20 March, 6.15pm: screening + Q&A, Alliance Française, 3 Park Circus, Glasgow G3 6AX. Book

21 March, 5.30pm, screening + Q&A, Institut français d’Ecosse, WestParliament Square, Edinburgh EH1 1RF. Book

The events are supported by the Swiss Cultural Fund UK.

An interview with Lionel Baier, courtesy of Les Films du Losange

Why is the film set in 2020?

Lionel Baier: I started working on the screenplay in 2014, following the first great migrant crisis in the Mediterranean. I visited Italy and Greece to see how “reception” operations on European soil actually unfolded. At the time, the character of Nathalie was a British woman working for the European Union. Then came Brexit, the closure of Italian ports and Covid! Between 2016 and 2021, my co-writer Laurent Larivière and I were constantly chasing after events, which are always one step ahead of fiction. If we shot the movie in 2022, we'd have to incorporate Putin's war. We decided to set the action in 2020, on the basis that it is a sufficiently iconic year for everybody to be able to cast their minds back to it. After all, we talk about pre-Covid and post-Covid, just as we used to talk about pre-war and post-war. Everybody remembers what they were doing just before Covid struck.

The pandemic bursts in at the end of the film...

Yes, there is a tragicomic effect that, to our minds, shakes the film up one last time so we dodge the full happy ending. It might have seemed slightly inappropriate given the theme of migration running through the film.

So why combine comedy and drama genres?

That was the gamble with Continental Drift (La Dérive des continents (au sud)). When I visited Moria, in Greece, to see Europe's personnel at work, I was struck by the dramatic absurdity that reigned there. Inflatable boats washed up on the coast of Lesbos, and an employee slashed them so they could not be used for another crossing from Turkey, which is visible to the naked eye across the water. TV channels fought to get exclusive live footage of arriving migrants, picking out the most telegenic. Tourists from all over Europe included a visit to the camp in their stay on the island, to peer at the migrants behind the razor wire.
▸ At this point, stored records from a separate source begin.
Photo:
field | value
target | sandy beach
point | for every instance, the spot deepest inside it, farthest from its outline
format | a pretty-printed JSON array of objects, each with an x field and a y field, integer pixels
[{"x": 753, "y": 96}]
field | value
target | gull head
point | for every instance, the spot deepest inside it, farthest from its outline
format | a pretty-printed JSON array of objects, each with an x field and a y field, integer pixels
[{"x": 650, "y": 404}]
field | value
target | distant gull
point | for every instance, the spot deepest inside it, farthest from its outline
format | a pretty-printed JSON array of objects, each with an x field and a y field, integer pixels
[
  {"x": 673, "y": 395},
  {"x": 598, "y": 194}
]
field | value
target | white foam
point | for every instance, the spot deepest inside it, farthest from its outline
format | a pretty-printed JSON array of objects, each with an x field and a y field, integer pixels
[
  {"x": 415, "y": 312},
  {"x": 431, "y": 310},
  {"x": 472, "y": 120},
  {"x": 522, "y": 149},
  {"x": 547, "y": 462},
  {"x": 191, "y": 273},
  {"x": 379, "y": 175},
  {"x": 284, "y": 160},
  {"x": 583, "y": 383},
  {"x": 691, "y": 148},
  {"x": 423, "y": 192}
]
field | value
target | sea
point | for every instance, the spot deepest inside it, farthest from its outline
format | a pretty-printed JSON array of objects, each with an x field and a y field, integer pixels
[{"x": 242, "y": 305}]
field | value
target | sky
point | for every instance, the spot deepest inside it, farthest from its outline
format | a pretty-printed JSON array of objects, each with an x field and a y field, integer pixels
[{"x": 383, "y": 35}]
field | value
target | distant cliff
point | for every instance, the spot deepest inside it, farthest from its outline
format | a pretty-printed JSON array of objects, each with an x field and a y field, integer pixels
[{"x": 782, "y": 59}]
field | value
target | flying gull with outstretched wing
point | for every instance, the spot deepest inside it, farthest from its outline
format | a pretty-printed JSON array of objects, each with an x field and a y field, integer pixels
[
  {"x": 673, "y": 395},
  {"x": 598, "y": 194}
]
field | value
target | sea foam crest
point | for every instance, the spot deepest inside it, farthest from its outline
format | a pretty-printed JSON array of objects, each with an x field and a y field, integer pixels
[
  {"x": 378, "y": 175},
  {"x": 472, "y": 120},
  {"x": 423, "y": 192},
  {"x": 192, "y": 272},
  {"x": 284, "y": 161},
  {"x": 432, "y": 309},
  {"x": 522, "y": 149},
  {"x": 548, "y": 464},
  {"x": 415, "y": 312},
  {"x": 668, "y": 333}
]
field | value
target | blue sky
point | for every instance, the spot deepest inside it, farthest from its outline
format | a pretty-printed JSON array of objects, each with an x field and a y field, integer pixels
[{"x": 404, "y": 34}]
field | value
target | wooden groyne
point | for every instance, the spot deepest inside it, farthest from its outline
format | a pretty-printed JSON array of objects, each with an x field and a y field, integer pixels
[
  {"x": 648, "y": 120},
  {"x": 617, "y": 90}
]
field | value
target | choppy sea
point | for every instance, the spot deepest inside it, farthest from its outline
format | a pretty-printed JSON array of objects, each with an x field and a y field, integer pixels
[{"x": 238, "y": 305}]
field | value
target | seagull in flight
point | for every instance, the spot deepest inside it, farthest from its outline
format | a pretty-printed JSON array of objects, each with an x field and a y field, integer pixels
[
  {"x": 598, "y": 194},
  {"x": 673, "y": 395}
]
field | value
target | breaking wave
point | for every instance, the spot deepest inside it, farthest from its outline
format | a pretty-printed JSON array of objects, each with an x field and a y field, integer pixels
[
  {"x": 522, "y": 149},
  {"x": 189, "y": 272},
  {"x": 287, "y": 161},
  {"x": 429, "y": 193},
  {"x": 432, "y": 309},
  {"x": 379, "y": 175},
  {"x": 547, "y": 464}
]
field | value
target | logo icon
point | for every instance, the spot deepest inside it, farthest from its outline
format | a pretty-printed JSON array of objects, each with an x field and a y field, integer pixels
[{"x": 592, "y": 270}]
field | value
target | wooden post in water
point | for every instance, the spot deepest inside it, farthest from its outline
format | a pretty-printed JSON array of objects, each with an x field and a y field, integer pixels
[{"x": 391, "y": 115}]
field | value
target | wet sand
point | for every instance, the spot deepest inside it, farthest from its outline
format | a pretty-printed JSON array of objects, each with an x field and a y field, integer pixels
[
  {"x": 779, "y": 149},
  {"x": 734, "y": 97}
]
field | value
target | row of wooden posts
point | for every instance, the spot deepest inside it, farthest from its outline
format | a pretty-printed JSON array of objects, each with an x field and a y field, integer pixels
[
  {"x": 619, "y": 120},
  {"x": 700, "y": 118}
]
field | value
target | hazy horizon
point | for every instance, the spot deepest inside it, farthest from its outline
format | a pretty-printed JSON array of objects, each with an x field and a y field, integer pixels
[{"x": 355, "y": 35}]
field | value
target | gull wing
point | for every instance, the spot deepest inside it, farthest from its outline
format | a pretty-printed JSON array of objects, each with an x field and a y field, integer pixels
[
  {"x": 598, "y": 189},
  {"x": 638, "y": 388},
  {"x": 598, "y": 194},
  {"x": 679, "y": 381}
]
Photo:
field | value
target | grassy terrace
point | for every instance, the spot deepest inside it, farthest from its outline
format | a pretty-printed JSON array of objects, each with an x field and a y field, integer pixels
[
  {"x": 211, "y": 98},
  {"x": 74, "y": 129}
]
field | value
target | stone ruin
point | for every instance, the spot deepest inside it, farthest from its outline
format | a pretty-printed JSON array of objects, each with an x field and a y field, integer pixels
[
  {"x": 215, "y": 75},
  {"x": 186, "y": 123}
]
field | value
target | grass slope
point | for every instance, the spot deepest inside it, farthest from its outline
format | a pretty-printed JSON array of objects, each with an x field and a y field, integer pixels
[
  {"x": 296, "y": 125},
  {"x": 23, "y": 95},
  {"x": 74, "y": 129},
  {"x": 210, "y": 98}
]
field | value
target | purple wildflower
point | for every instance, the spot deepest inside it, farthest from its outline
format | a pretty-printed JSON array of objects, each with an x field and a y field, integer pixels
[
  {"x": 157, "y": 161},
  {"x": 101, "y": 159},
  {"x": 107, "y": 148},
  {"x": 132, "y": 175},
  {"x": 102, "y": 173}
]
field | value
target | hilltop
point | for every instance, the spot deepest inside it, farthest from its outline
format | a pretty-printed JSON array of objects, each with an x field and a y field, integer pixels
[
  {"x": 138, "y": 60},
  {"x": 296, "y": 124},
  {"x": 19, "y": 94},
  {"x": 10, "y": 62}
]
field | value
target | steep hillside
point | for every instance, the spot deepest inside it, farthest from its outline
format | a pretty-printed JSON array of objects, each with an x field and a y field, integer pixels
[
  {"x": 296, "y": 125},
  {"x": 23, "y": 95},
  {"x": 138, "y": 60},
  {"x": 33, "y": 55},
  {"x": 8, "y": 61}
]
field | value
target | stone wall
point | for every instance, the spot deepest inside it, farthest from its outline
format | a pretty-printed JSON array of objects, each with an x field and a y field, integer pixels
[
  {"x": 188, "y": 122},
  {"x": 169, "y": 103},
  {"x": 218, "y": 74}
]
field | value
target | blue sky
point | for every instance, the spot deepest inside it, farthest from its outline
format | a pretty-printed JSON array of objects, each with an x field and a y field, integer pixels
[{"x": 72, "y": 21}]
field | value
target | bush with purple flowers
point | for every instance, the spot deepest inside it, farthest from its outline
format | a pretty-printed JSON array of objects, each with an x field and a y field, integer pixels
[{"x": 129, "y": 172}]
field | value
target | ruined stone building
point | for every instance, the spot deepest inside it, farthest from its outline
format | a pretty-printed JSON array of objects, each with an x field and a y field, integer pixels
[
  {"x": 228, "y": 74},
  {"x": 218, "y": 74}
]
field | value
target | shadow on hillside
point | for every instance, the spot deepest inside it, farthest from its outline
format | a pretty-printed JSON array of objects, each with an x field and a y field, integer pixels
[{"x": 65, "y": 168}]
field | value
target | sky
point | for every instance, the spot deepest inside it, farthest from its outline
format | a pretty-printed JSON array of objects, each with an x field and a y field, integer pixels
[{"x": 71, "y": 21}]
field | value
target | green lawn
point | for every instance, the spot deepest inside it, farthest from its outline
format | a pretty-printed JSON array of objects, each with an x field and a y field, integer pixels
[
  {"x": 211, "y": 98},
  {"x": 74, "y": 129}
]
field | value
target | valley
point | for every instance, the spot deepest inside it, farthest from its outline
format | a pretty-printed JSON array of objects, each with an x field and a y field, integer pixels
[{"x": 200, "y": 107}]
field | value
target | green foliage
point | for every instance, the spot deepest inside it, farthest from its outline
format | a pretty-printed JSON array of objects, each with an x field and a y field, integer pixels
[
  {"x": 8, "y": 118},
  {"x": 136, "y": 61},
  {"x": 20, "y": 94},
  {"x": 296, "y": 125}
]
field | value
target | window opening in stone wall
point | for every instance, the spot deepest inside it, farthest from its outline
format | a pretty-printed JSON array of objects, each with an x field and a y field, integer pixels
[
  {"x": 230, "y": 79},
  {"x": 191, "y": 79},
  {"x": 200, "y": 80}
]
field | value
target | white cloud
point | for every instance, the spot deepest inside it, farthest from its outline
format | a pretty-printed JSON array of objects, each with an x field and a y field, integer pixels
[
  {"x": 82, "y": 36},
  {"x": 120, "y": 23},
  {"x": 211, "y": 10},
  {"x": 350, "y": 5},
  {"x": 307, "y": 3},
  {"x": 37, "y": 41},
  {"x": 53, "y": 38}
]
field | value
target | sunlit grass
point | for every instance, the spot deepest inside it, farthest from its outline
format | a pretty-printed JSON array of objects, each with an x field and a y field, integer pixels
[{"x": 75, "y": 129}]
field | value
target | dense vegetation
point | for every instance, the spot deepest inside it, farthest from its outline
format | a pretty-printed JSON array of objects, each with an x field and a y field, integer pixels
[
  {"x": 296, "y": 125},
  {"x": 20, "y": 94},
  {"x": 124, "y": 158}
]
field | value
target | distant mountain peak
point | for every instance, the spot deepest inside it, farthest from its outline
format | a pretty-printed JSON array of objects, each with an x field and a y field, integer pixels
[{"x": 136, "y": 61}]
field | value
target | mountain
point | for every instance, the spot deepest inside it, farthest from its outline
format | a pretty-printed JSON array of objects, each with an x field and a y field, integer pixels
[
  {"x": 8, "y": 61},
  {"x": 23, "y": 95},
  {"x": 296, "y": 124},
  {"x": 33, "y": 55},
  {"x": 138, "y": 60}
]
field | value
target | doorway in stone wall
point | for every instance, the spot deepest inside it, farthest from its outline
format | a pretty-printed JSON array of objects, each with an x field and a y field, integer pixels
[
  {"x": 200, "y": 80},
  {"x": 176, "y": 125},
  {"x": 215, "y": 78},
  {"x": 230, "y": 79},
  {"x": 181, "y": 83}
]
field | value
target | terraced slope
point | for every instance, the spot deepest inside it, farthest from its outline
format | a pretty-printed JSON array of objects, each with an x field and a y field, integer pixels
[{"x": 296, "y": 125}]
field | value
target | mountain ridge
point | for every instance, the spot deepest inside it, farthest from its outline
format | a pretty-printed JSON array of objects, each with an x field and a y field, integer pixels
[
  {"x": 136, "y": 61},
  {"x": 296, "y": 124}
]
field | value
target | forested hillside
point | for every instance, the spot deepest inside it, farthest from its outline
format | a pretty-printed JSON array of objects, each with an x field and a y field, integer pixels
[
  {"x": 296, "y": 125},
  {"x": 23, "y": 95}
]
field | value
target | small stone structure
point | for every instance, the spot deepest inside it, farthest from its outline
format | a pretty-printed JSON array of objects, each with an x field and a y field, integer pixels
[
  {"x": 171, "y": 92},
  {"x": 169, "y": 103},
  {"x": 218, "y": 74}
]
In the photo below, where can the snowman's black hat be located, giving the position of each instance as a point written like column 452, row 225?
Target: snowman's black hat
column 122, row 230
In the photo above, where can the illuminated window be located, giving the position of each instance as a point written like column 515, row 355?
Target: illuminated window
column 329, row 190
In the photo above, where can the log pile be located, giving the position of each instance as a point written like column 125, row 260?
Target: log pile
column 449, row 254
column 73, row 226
There was something pathetic and shameful about it. Since comedy is the polite form of cinema, I thought it was better to try to be funny than despairing.

How did the subplot between Nathalie, played by Isabelle Carré, and her son Albert, played by Théodore Pellerin, fit in?

As an upstanding European, I abided by the lesson of the Greeks and Rossellini: boil down issues that run through civilizations to personal problems! The Iliad or A Journey in Italy are stories of a family or couples that problematize a state of the world. And then, I remember the girl who, on the evening of Emmanuel Macron's election in 2017, waved the European flag outside the Louvre Pyramid. When a journalist asked her why, she replied, "Europe is the mama!" That made me smile, and I wondered who this "mama" was. In what way had she been there for her children? Or did her children blame her for everything that goes wrong, as is so easy to do with your mother. So we have the Franco-German duo competing for primacy and a Europe that does not match the expectations of its children.

This is the third film in a tetralogy...

Yes, I already shot Comme des voleurs (in the east) in Poland, Les Grandes ondes (in the west) in Portugal, and one day there will be Keek (in the north) in Scotland. If there is one thing I believe in, it is the construction of Europe. To my eyes, this is the only rampart against barbarity and nationalism, which I loathe. Since the European Union is a democratic space, it is our duty to question it, poke fun at it and criticize it. But I believe deeply and sincerely in Europe, and even in its bureaucrats! They are a lesser evil compared to war and the annihilations of the past. My films attempt to capture the passions that cross borders like Trans-Europe Express trains at full speed, connecting Europeans.